Eating more carbohydrates during muscle building can help provide energy and promote muscle synthesis. Carbohydrates are the main source of energy during exercise, helping to maintain high-intensity training while stimulating insulin secretion to promote protein absorption and muscle repair.
1. Energy Supply
High intensity strength training can quickly deplete the body's glycogen reserves, and carbohydrates can be broken down into glucose to directly supply energy to muscles. Adequate intake of carbohydrates can prolong training duration and intensity, avoiding muscle breakdown caused by insufficient energy. supplementing carbohydrates after training can also accelerate glycogen recovery and prepare for the next training session.
2. Insulin regulation
Carbohydrate intake stimulates insulin secretion, which can promote the entry of amino acids into muscle cells and improve protein synthesis efficiency. After training, the combination of carbohydrates and protein intake can form stronger synthetic metabolic reactions, helping muscle fiber repair and growth.
3. Save protein
When the supply of carbohydrates is insufficient, the body will break down protein and convert it into glucose. During the muscle building phase, the daily protein requirement is relatively high. Adequate carbohydrates can reduce protein breakdown and consumption, ensuring that the ingested protein is prioritized for muscle synthesis rather than energy supply.
4. Water Storage
Each gram of glycogen binds 3-4 grams of water molecules and is stored in the muscle. Moderately increasing carbohydrate intake can increase muscle glycogen reserves and make muscle appearance fuller. This temporary increase in moisture, although not real muscle growth, can enhance muscle pumping sensation during training.
5. Training Recovery
Carbohydrate metabolites can help neutralize acidic substances produced during exercise and alleviate muscle soreness. Timely supplementation of carbohydrates after training can reduce cortisol levels, decrease muscle breakdown, and accelerate the body's recovery from fatigue.

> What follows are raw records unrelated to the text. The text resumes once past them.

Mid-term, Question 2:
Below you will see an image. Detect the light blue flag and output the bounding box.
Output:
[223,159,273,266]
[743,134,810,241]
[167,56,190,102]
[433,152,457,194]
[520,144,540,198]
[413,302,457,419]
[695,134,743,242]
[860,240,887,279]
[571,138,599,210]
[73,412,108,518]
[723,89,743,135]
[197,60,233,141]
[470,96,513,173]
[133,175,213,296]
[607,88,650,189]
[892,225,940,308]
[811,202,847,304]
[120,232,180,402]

During the muscle building period, it is recommended to choose low glycemic index compound carbohydrates such as oats and brown rice as staple foods. Before and after training, a moderate amount of fast absorbing carbohydrates such as bananas can be supplemented. The daily intake of carbohydrates should be adjusted according to the training intensity, generally 4-6 grams per kilogram of body weight. At the same time, maintain sufficient protein intake and regular strength training to avoid excessive carbohydrates being converted into fat storage. Special groups such as diabetes patients should adjust their diet under the guidance of doctors.
Comments (0)
Leave a Comment
No comments yet
Be the first to share your thoughts!